LAKE OSWEGO, Ore. — Oregon's public trust doctrine applies to Oswego Lake, and the public therefore has a right to access the lake through public parks, Clackamas County Circuit Court Judge Ann Lininger ruled on Tuesday.
The ruling is a sharp reversal in a lawsuit that has been working its way through the court system for more than a decade.
The City of Lake Oswego passed an ordinance in 2012 prohibiting public access to Oswego Lake, the lake at the center of the city, through two public parks in the downtown area: Millennium Plaza Park and Sundeleaf Plaza.
Nearly all of the rest of the land around the perimeter of the lake is private residential property.
Plaintiffs Mark Kramer and Todd Prager filed a lawsuit challenging the ordinance, arguing that under Oregon's public trust doctrine, all navigable waterways that existed at the time of Oregon's statehood are state-owned and come with a right of public access.
The Lake Corporation, which manages the lake and is owned by the waterfront homeowners, joined the lawsuit as a co-defendant along with the city and the State of Oregon.
The central dispute in the case is about whether Oswego Lake qualifies as a navigable body of water that would be subject to the public trust doctrine.
The lake is naturally-occurring and was known as Sucker Lake at the time that Oregon gained statehood, but it was later artificially raised and expanded through the addition of a dam at its eastern end.
As summarized in Lininger's opinion, the plaintiffs argued that the entire current lake is subject to the public trust doctrine, and that the city therefore can't legally block access through public property like the parks.
The state's position was that it owns the original lake, but not the expanded portion, and that there is no public right of access through the city parks.
The Lake Corporation's position is that there is no right of public access because none of the lake is subject to the public trust doctrine.
The city joined the corporation's position "to the extent that it seeks denial and dismissal of Plaintiff's claims," Lininger wrote.
The city has also argued that allowing public access through the parks would create safety and liability risks because those spaces weren't designed with lake ingress and egress in mind, as reported by the Portland Tribune.
The plaintiffs lost in Clackamas County Circuit Court and in the Oregon Court of Appeals, but they appealed to the Oregon Supreme Court, and in 2019 the Court declined to rule on the central issue, instead sending the case back to the Circuit Court to be re-evaluated.
Lininger's ruling concludes that Sucker Lake was navigable at statehood, and Oregon therefore owns the lakebed up to the original high-water mark, and the public trust doctrine applies to all land and water up to that mark.

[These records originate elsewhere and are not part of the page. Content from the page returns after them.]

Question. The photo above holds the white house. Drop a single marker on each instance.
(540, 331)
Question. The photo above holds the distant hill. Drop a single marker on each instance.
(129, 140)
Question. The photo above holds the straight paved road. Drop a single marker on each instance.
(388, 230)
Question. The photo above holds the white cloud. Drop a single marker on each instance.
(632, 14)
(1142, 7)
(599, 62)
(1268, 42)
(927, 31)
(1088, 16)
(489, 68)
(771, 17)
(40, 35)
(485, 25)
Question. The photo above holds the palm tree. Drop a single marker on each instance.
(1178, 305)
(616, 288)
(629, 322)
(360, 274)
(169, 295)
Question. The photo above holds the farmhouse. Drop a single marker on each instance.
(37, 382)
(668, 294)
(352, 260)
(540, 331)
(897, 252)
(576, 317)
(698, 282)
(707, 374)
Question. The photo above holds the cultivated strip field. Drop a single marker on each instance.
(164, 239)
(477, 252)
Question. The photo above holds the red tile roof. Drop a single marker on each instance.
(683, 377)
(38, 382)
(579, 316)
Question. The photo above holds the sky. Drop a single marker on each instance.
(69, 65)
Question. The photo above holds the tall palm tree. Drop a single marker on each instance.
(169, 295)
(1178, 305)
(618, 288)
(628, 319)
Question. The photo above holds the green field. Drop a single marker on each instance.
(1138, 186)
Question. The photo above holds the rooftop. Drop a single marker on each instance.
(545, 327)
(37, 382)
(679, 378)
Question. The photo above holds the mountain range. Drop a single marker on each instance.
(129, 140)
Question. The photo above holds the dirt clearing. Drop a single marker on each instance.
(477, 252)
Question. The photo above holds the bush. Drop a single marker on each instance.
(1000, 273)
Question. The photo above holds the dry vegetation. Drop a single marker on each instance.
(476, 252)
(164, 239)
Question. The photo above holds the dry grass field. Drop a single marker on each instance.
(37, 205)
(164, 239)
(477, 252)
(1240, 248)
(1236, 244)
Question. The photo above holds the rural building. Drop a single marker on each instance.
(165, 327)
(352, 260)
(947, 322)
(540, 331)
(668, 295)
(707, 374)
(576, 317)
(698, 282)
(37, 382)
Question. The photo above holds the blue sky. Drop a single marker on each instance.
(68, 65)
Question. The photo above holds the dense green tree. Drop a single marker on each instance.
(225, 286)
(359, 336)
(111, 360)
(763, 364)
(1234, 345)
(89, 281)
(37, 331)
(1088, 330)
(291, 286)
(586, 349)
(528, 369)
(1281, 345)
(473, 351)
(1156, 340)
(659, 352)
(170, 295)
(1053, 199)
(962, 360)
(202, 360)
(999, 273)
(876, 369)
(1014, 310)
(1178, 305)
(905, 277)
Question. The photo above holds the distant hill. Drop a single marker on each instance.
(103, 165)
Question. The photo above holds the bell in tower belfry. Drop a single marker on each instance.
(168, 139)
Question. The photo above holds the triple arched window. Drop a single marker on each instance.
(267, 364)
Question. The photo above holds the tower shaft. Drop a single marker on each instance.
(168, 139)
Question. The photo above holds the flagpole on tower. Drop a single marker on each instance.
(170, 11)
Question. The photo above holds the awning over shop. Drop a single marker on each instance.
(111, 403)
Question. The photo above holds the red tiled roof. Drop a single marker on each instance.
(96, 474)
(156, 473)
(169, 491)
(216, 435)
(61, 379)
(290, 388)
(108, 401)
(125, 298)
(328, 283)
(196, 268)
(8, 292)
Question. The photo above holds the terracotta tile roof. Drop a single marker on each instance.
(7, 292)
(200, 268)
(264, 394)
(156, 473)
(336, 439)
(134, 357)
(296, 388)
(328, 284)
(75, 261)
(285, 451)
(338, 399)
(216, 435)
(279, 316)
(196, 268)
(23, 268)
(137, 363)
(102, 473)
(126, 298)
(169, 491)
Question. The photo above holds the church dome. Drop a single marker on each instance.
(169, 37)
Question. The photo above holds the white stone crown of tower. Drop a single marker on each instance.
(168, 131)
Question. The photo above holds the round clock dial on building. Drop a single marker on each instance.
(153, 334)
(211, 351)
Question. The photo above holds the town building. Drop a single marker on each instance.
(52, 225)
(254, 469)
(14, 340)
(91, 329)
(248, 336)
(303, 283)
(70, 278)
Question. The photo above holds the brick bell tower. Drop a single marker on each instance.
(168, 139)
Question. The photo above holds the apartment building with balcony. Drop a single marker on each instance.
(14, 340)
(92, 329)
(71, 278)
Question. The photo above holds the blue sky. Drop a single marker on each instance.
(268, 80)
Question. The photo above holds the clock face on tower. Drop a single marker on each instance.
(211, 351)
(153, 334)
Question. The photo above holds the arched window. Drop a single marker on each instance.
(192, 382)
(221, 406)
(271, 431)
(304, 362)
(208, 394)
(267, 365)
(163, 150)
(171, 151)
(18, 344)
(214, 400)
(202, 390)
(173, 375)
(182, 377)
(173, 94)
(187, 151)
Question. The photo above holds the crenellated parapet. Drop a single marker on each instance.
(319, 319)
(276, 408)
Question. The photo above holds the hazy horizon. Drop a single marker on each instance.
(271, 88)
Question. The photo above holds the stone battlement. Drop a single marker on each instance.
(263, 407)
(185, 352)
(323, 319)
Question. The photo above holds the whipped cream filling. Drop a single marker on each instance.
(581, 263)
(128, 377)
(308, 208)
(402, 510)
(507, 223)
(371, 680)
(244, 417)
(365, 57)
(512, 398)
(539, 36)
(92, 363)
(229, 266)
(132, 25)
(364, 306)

The plaintiffs have not established that the state owns the land beneath the expanded portion of the lake, Lininger ruled, but all the waters of the expanded lake are subject to the public trust doctrine.
"Oswego Lake's partial title-navigability, the public trust status of its waters, and the specific circumstances here create a public right of access to the lake from the City's public waterfront parks," she wrote.
Any city or state interference with the public right of access must be "objectively reasonable" given the purpose of the public trust doctrine and the specific circumstances, according to the ruling.
A second phase of the case, scheduled for July, will evaluate whether the city's original access prohibition ordinance and related policies constitute unreasonable interference with the public right of access.
In a statement on Thursday, the City of Lake Oswego said it did not take a position on the public trust doctrine, but reiterated its stance that allowing public lake access through the parks would be unsafe and create liability issues. It also said the prohibition ordinance would remain in effect until a final ruling in the case is determined.